Nikki McClure has been making her annual calendar since 1998.
Her calendars have become a staple in kitchens, offices and schools. Each image is an original papercut, cut with an x-acto knife from a single piece of black construction paper.
Nikki features strong images of everyday life, each associated with a powerful verb that acts to inspire; a call to action or reason to reflect.
We sat down with her to talk about her process on the 2014 calendar.
Here we are in August, and it is a hot 85° in Olympia, Washington right now. Your 2014 calendar will start coming back from the press next week, effectively five months before anyone can actually use it as a calendar. Tell me, when did you start working on it?

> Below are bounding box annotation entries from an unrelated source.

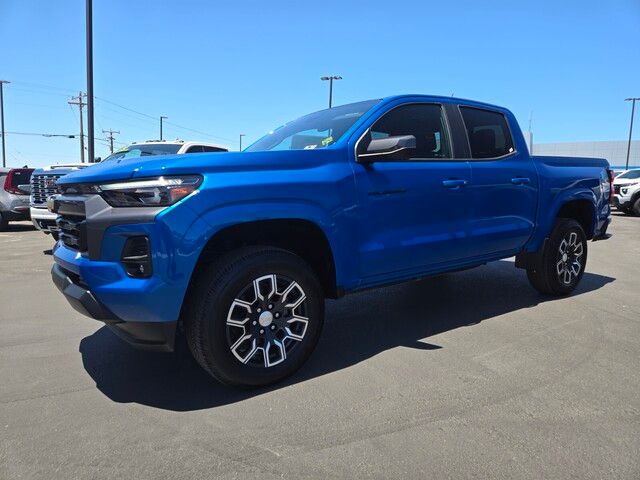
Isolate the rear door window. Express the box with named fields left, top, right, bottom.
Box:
left=460, top=107, right=515, bottom=158
left=185, top=145, right=202, bottom=153
left=11, top=168, right=33, bottom=188
left=358, top=103, right=451, bottom=159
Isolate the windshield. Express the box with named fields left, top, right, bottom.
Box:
left=617, top=169, right=640, bottom=179
left=245, top=100, right=380, bottom=152
left=103, top=143, right=182, bottom=162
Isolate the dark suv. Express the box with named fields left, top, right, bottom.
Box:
left=0, top=168, right=33, bottom=230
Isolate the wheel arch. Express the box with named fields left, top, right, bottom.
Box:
left=555, top=199, right=597, bottom=240
left=189, top=218, right=340, bottom=298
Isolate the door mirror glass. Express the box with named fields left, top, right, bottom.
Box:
left=358, top=135, right=416, bottom=163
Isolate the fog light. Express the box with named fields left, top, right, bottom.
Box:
left=120, top=236, right=153, bottom=278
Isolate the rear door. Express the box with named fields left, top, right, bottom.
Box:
left=354, top=102, right=470, bottom=283
left=459, top=106, right=539, bottom=258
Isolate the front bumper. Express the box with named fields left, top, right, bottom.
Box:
left=30, top=207, right=58, bottom=233
left=51, top=264, right=178, bottom=352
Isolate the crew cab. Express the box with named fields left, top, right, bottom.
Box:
left=50, top=95, right=612, bottom=386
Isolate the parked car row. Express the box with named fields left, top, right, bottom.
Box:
left=613, top=169, right=640, bottom=216
left=0, top=168, right=33, bottom=230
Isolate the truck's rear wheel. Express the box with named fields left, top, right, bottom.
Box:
left=527, top=218, right=587, bottom=296
left=184, top=247, right=324, bottom=387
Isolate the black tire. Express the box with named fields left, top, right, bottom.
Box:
left=527, top=218, right=587, bottom=296
left=183, top=247, right=324, bottom=387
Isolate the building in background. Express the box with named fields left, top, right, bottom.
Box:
left=529, top=140, right=640, bottom=168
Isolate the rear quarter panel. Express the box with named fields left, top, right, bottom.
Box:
left=525, top=156, right=611, bottom=251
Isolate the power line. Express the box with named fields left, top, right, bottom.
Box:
left=12, top=82, right=235, bottom=143
left=4, top=132, right=78, bottom=138
left=102, top=129, right=120, bottom=153
left=67, top=92, right=87, bottom=163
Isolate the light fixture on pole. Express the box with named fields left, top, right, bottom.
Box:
left=160, top=115, right=169, bottom=140
left=320, top=75, right=342, bottom=108
left=86, top=0, right=96, bottom=163
left=624, top=97, right=640, bottom=170
left=0, top=80, right=11, bottom=168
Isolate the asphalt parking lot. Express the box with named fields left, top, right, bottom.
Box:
left=0, top=215, right=640, bottom=479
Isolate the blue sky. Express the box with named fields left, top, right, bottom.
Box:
left=0, top=0, right=640, bottom=166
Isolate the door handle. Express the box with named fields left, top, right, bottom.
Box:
left=511, top=177, right=531, bottom=185
left=442, top=178, right=467, bottom=189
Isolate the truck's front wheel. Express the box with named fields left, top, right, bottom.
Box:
left=527, top=218, right=587, bottom=296
left=184, top=247, right=324, bottom=387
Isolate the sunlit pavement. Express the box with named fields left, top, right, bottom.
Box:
left=0, top=215, right=640, bottom=479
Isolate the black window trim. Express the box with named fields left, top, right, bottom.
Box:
left=456, top=103, right=518, bottom=162
left=353, top=101, right=461, bottom=163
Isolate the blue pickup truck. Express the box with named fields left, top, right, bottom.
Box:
left=49, top=95, right=612, bottom=386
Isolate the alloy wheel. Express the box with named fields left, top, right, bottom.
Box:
left=556, top=232, right=584, bottom=285
left=226, top=274, right=309, bottom=368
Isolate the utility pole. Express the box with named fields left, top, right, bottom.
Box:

I am always working on the calendar somewhere in the back of my mind, but I don’t sit down and start making pictures until late winter.
That’s a long time.
This is mostly because I have been working on making a book Fall-Winter-Spring and then once the art for the book is done, I can start the calendar.
I usually start cutting about 12 weeks before I hope to print. Not much time to spare, but I make it work when there is a deadline.
Like a lot of us, if there’s no deadline... you take longer?
It’s true! When there is no deadline, work comes much more slowly; there are berries to pick, bike rides, and swimming to distract me. But as an artist making images from her life, that counts as work too!
Of course it does. How do you keep track of things in your head, when you’re working on a spring image — like this year’s DELEGATE — when it’s winter?
It is hard to keep track of time.
I’m already in 2014. Images I made this spring wont be seen until December of 2014. So, I kind of live in the future a bit.
This year’s calendar is called Home, yet it features a couple pushing off from a barnacle-covered rock. My guess is it isn’t called Home for the people, but for something else.
It’s called Home for whatever reason you want it to be called that, whatever Home means to you.
I almost titled this collection Inhabit instead of Home. Inhabit is to reside, to dwell, to live in, but not to live with and to live for. Home is so much more.
Home is everything.
I hear a truck pulling up?
Oh!! UPS! I love the sound of the UPS truck. I can tell a UPS truck from other trucks, even when I’m in town. A book arrived! I’ll be back.
Nikki ran down to the UPS truck, greeting the driver by name and taking her package.
So, yes, Home. Barnacles. UPS. Books.
Cementing down and accepting of what will happen from your decisions.
Plus it is animal homes, living with and beside.
This year’s calendar is the first time you’ve explained some of your process inside the calendar itself. There’s a sort of artist-statement.
There is a note inside that gives a glimpse into my thinking behind the artwork. But just a glimpse!
I really want the pictures to resonate differently in each person.
You get to make up your own story.
I have mine: you have yours. And we both might get excited by UPS truck idling outside.
One thing that’s really powerful about the calendar is the narrative it tells when you read the images in order, and this year the calendar almost comes full circle, with December’s Stay featuring the same location as Home, but with a different emphasis.
Originally, the image for the cover was going to be Stay, but it felt rather lonely.
The people aren’t there. Maybe they are coming back, maybe not, maybe lost at sea?
So I made a new image, Home, for the cover showing my son pushing us off into a new adventure, bare feet and all.
Home is cementing down and giving it your all to survive.
Plus, there won’t be another calendar with barnacles on the cover, unless it’s by Jill Bliss. It should make people curious.